Latency Budgets From First Principles
When a page feels slow, users rarely care which layer lost the time. They only feel the total. That is why I like latency budgets: they force every subsystem to spend from the same finite envelope.

Suppose we want the median interaction to stay under 120 ms. A rough decomposition might look like this:
| Phase | Target |
|---|---|
| Network request | 35 ms |
| Backend compute | 30 ms |
| Data shaping | 20 ms |
| Rendering | 35 ms |
The point is not that these numbers are perfect. The point is that once the budget exists, every optimization can be evaluated against a shared target instead of a vague wish to “make it faster.”

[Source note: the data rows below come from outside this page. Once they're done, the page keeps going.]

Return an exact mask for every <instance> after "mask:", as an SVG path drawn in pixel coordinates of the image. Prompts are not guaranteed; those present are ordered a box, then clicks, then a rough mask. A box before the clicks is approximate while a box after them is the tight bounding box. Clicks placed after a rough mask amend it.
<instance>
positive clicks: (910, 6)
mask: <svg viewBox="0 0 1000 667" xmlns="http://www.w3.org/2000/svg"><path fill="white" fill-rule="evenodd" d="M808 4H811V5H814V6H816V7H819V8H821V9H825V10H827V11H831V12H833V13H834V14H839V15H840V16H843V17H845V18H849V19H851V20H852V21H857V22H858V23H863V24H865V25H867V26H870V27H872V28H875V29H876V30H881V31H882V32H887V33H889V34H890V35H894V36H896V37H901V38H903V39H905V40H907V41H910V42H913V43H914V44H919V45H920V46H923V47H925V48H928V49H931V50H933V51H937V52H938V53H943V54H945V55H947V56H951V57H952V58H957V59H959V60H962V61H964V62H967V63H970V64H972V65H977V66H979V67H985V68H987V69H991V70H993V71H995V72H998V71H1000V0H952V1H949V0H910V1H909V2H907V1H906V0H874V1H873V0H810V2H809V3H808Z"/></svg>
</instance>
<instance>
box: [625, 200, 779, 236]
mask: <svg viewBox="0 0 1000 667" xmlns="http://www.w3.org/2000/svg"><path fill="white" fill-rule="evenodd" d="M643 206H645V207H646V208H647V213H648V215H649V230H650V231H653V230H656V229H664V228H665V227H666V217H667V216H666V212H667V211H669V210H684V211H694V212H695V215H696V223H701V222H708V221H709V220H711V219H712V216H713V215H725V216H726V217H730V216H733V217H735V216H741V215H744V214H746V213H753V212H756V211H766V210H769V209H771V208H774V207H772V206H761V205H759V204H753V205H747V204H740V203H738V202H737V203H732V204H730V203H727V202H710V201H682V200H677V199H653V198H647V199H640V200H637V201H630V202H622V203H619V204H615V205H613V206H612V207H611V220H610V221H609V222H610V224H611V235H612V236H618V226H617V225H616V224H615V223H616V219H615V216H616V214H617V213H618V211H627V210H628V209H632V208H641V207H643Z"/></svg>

Here is a tiny benchmark harness that captures the same mindset:
package main
import (
"fmt"
"time"
)
func measure(name string, f func()) {
started := time.Now()
f()
fmt.Printf("%s took %s\n", name, time.Since(started))
}
func main() {
measure("render", func() {
time.Sleep(18 * time.Millisecond)
})
}
This kind of harness is not meant to replace production tracing. It exists to answer a smaller question early: is this approach even in the right order of magnitude?
My rule of thumb is simple:
- Budget the full path.
- Measure the largest term.
- Remove whole classes of work before tuning the remaining pieces.
That third step is where most of the leverage hides. A cache hit is better than a faster query. A precomputed index is better than a clever scan. A smaller payload is better than a more heroic parser.